No consumer should be judged for changes made that they did not construct. New seafood was welcomed with curiosity and what, for most, came cheapest. Jellied eels were once masterminded because they were easy to make, nutritious and low cost. Boiled in water, vinegar and seasoning, eels provide the protein and essential fats and the jelly provides collagen, (the stuff that anti-aging creams promise you). The seafood London has locally today is leagues away from the unpleasant image upheld of the antiquated meal of eel.

 

Mackerel, pole and line caught, on the South-West coast? Dirt cheap. Dover sole from the channel? Dirt cheap. Flounder – this is a good one – caught in the Thames. Dirt. Cheap. These fish are full of flavour, local, and a genuine pleasure to learn to cook.
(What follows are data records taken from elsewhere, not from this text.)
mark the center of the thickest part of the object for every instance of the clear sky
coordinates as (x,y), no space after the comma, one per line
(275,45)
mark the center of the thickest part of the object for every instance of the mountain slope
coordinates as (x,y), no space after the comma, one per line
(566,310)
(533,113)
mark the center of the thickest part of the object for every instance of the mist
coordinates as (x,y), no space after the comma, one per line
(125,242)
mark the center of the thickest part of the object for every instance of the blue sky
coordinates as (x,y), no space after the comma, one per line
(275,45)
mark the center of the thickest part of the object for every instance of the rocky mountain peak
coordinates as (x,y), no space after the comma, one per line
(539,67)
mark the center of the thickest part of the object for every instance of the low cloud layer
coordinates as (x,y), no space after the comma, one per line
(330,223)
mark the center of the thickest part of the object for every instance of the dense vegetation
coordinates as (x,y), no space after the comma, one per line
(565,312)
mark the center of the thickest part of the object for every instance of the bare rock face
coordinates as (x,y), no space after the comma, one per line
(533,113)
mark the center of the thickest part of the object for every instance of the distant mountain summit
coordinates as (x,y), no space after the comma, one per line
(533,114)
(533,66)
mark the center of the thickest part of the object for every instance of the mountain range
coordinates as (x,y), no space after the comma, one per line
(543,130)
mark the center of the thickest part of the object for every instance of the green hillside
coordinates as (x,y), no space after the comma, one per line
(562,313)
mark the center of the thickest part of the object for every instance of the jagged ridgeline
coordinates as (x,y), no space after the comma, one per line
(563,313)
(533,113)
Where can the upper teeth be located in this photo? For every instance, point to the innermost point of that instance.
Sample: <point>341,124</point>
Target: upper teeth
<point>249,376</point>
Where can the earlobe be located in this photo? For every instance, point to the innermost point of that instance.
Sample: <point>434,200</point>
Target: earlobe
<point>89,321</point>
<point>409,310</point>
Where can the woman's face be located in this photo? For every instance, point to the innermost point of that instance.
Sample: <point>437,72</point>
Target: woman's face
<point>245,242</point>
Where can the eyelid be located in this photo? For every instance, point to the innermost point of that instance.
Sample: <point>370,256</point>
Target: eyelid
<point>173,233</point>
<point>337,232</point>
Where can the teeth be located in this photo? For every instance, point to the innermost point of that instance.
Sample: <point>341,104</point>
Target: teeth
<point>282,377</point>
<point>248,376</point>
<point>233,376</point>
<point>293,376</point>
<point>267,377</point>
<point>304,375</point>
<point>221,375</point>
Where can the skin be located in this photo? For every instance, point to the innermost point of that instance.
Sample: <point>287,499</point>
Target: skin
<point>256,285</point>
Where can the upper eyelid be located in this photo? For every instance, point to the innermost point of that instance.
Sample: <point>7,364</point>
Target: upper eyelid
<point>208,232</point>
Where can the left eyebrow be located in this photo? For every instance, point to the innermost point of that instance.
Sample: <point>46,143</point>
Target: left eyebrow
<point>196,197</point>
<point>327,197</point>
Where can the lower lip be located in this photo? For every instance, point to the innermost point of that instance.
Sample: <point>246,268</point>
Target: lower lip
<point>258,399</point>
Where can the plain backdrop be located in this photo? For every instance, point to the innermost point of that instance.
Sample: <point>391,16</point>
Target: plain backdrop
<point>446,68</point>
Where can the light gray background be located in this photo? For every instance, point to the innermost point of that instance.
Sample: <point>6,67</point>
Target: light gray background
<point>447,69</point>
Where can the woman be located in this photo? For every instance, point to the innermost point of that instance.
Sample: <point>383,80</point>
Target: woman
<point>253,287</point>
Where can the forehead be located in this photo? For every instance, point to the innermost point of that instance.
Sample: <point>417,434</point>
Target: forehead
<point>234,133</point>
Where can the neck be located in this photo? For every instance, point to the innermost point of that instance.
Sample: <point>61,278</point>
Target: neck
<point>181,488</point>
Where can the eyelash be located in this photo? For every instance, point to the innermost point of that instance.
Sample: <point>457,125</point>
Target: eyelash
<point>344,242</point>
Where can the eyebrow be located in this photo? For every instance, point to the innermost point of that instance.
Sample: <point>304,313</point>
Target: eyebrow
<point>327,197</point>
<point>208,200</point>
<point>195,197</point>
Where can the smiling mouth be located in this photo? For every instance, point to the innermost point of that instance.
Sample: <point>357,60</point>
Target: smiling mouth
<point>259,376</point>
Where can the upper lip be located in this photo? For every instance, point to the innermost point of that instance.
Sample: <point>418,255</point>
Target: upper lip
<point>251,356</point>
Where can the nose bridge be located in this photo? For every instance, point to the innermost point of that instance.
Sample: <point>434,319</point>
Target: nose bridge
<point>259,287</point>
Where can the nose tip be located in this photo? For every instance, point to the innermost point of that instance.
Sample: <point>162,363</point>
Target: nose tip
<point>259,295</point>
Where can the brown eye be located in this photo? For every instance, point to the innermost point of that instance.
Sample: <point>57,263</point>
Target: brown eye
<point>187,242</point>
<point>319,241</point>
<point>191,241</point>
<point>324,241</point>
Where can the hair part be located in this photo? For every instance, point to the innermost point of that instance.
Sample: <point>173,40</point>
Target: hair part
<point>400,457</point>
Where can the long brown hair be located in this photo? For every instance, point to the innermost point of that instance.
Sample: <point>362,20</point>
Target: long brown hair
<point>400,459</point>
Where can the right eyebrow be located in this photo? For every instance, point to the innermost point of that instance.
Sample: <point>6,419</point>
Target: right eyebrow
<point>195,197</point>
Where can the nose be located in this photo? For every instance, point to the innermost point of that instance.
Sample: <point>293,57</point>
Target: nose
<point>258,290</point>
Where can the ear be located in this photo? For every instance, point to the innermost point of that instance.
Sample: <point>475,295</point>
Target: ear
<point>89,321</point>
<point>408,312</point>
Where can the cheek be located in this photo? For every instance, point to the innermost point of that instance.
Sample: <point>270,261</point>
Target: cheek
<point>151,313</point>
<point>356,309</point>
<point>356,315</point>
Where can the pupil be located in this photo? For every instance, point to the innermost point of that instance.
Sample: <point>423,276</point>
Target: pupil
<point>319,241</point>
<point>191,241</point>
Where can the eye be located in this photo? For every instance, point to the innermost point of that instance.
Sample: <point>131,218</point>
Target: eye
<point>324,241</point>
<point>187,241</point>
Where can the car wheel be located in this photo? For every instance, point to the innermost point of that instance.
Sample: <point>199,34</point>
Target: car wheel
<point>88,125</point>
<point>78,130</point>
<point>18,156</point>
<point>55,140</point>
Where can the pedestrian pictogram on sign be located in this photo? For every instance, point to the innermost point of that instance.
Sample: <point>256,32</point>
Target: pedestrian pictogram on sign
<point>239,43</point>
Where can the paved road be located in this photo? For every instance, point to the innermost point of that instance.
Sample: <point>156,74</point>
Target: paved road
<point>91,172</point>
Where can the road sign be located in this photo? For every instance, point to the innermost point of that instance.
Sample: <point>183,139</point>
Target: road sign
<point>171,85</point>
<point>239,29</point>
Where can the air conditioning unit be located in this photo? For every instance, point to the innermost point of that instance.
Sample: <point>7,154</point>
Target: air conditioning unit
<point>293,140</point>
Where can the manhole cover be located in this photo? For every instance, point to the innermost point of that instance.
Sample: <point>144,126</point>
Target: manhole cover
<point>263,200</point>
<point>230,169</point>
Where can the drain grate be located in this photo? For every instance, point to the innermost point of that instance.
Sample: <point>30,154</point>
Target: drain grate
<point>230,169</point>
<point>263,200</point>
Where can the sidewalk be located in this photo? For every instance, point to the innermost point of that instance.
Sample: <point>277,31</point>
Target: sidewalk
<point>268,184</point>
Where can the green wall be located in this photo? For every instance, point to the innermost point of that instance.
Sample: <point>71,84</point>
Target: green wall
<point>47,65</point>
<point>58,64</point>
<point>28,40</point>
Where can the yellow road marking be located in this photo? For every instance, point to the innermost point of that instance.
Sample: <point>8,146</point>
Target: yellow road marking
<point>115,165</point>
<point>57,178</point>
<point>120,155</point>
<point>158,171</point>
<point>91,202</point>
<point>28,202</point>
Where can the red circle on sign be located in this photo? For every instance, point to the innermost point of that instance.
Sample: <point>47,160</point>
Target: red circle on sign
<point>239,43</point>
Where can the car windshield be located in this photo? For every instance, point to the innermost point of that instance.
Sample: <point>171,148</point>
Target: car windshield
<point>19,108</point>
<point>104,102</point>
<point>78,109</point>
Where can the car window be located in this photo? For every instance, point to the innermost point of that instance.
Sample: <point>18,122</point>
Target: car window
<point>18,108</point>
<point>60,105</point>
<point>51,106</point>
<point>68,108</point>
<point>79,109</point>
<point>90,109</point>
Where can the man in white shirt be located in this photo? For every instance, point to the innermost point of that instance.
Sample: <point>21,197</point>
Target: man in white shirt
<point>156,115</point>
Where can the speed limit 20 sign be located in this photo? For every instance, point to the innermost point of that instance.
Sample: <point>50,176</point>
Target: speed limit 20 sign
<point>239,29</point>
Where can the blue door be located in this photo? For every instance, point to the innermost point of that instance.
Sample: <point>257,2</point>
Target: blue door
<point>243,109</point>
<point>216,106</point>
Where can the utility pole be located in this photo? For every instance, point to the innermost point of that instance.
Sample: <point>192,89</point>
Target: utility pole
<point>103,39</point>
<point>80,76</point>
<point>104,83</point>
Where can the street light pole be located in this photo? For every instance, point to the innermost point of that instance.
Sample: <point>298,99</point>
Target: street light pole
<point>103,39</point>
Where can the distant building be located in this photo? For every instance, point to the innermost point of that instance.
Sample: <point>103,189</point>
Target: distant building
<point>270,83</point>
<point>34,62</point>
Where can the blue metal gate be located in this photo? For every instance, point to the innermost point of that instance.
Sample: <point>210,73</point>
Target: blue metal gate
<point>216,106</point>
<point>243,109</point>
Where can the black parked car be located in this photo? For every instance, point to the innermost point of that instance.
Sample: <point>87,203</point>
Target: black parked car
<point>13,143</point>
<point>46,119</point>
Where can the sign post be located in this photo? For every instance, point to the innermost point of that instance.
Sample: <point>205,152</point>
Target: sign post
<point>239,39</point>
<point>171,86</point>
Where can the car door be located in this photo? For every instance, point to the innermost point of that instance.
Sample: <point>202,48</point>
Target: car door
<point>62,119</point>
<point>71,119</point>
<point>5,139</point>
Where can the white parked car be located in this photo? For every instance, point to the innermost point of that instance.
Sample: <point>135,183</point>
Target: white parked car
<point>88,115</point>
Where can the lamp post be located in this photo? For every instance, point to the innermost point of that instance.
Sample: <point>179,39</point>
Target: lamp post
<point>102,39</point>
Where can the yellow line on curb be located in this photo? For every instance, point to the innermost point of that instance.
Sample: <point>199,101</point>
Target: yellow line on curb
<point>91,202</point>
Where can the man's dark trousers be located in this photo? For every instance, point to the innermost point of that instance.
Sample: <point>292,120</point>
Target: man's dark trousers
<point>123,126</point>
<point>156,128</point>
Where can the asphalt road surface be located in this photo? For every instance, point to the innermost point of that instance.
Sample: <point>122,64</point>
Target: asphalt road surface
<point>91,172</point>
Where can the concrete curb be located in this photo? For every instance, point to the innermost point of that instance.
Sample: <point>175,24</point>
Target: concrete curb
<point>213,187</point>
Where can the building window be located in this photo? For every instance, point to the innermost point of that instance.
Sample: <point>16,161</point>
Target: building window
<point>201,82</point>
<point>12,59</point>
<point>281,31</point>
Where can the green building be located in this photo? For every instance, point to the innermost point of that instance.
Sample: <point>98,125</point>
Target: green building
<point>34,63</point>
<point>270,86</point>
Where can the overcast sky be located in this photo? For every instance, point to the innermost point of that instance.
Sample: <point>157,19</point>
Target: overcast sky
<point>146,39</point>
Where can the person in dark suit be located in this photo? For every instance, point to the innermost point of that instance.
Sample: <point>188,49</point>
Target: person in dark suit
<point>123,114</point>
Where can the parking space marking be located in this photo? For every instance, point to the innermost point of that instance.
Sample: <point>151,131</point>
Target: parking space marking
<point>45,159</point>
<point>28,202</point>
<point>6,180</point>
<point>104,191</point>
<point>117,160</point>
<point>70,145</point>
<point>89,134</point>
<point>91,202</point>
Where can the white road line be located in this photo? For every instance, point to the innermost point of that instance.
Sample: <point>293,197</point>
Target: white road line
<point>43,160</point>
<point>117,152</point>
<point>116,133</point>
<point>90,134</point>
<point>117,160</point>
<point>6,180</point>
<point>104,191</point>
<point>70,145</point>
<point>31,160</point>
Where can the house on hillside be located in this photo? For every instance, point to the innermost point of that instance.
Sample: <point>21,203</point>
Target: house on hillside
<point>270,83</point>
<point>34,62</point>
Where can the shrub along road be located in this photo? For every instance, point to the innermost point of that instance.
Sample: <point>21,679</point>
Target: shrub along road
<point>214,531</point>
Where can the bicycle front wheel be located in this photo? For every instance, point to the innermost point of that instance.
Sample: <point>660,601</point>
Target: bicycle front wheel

Hopefully, under the excuse of Good Friday, a taste of what we’ve all been missing can be enjoyed.

 

As stated the Thames was declared biologically dead. It is now home to one-hundred and fifteen species of fish. Billingsgate market even has its own resident thieving seal, locked in a barter for first picks on buckets of fish heads. London has changed, and changed again; fish and seafood are always in the perpetual rhythm of change as well, rising and falling with the flow of the tides. Go sniff out the change at your local market, with its cacophonous camaraderie, it has some secrets to share.